第18話 マッチポンプみたいなもんだろ

「ああああああ!!!!俺達一生あの町行けねえじゃねえかああああ!!!」


「もう…いつまで言ってるんですか?もうすぐ『怪人の森』の入口に着きますよ!そんなこと忘れましょうよ!」


 エルスは励ましてくれているのだろうが今の俺にはちっとも響かない。ほんと……最近は不幸の連続だ。


「大丈夫なの!イブがいるの!」


「ありがとな……。ほんとイブだけが癒やしだよ」


「僕もいるよ」


「そうだよな……。

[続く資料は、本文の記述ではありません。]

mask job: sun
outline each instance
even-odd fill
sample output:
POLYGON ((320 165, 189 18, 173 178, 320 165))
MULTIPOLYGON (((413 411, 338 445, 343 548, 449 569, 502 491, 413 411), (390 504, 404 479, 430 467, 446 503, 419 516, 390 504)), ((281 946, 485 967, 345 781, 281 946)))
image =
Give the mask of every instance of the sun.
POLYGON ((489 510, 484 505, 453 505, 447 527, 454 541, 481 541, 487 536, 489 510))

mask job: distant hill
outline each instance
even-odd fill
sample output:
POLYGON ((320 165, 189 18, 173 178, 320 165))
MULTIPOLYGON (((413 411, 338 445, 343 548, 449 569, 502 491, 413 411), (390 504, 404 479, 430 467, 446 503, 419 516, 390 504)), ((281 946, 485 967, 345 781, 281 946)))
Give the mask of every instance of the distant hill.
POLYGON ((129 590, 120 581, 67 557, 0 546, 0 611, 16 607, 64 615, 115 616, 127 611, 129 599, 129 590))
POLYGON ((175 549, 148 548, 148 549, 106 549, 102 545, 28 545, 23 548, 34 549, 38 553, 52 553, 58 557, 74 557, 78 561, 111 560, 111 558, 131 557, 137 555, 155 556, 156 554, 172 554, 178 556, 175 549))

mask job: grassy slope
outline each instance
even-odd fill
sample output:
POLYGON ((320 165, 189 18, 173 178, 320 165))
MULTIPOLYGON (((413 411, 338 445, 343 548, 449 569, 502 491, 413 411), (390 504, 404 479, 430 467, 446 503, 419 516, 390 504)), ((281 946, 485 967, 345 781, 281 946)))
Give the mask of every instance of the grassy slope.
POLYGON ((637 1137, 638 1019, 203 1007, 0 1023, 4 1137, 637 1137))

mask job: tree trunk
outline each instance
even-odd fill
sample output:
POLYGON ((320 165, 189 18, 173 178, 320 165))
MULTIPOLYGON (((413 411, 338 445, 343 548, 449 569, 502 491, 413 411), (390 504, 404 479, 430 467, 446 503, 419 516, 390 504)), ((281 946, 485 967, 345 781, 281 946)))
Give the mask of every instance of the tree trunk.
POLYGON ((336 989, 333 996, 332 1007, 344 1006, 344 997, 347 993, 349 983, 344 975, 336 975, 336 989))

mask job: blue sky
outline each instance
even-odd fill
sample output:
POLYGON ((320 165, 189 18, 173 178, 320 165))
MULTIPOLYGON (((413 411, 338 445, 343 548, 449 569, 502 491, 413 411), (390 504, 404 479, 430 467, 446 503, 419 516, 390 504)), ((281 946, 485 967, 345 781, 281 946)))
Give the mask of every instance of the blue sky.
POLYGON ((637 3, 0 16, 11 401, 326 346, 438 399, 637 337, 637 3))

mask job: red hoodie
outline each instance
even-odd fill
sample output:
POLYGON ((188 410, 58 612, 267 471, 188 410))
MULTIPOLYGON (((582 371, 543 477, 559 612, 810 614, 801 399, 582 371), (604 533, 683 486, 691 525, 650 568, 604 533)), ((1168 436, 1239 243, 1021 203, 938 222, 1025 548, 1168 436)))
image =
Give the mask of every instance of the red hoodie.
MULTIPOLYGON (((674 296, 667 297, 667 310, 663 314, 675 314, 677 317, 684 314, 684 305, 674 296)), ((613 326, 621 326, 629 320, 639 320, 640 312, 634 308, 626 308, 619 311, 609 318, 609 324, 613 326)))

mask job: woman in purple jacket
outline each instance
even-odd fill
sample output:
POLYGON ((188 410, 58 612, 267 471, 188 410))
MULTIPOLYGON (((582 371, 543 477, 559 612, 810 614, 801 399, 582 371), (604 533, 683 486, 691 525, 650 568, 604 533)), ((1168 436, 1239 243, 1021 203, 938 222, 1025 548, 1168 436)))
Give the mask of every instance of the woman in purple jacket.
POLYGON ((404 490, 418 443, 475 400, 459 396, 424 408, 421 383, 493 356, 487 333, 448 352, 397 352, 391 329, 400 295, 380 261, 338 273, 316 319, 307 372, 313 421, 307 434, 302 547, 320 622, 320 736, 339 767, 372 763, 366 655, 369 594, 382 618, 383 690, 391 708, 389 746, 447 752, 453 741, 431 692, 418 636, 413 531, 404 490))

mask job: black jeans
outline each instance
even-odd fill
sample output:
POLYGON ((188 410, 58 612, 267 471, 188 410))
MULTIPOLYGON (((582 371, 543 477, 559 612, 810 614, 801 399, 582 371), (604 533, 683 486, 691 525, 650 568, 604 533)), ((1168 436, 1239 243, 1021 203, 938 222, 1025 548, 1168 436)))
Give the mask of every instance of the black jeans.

お前だけがストレスの原因だよ」  


 そうしてハクヤが拗ねる中、俺達は念願の『怪人の森』へとたどり着いたのだった。




「おうっ!そこの王冠のあんちゃんらもしかしてこの森通ろうってのかい?」


 おっと、着いていきなり強面のおじさんに話し掛けられてしまった。パッと見る感じ普通の衛兵っぽいが……。


「……まあ、そうですけど」


「やっぱりか!はっ!やめとけ!やめとけ!この森に出るモンスターはエルンブルグの駆け出し冒険者にゃ倒せねえよ!」


 えっと、これは一応心配してくれてるって解釈でいいのか?だとしてもここを通らない訳にもいかないが。 


「俺達急ぎの用があって……」


「あ!?なるほど急ぎか……。ならあんちゃんら、力のステータス数値どのぐらいある?この森のモンスターは最低でも200は無いと攻撃が通らねえぞ」


 強面のおじさんの割に面倒見はいいらしく具体的な数値を出してくれる。

 しかし200か……。


 ちらっとギルドカード見てみても俺の力の数値は106。これでは話にならない。


「お前らはどんなもんだ?」


「257423なの」「2578です」「5466だね」


 だからおかしいだろうが。剣士のイブは仕方無いとして、何で僧侶のエルスより俺の方が低いんだよ。

 というか全員ケタ間違ってるだろ。


「……でもまあ、今は一旦おいといて―――

別にこれならこの森通ってもいいよな?」

 

「あ、ああ…急いでる中、引き止めて悪かったな。そんなに強い冒険者だとは知らなかった。その数値だと勇者級だからな。Sランク冒険者だろ?あんたら」


 やっべ。冒険者ランクによっては通れなかったりしたらまずいな。

 けど強面のおじさんが目を輝かせている以上言わない訳にもいかないよなあ……。


「も、もちろん(火力は)Sランクだな」


 あっさりと嘘をつく。


「おおお!やっぱりか!へへっおりゃあ昔は何でもお見通しの『覗き魔へビル』って呼ばれてたんだぜ?」


 覗きの達人ってだけじゃねえか。


「俺の目もまだまだ捨てたもんじゃねえな」


 多分その目節穴ですよ。


「と、とにかく急ぎますので!行くぞ!」


 これ以上話していると余計なボロが出てしまうかもしれない。俺はそのまま通り過ぎようとするが――。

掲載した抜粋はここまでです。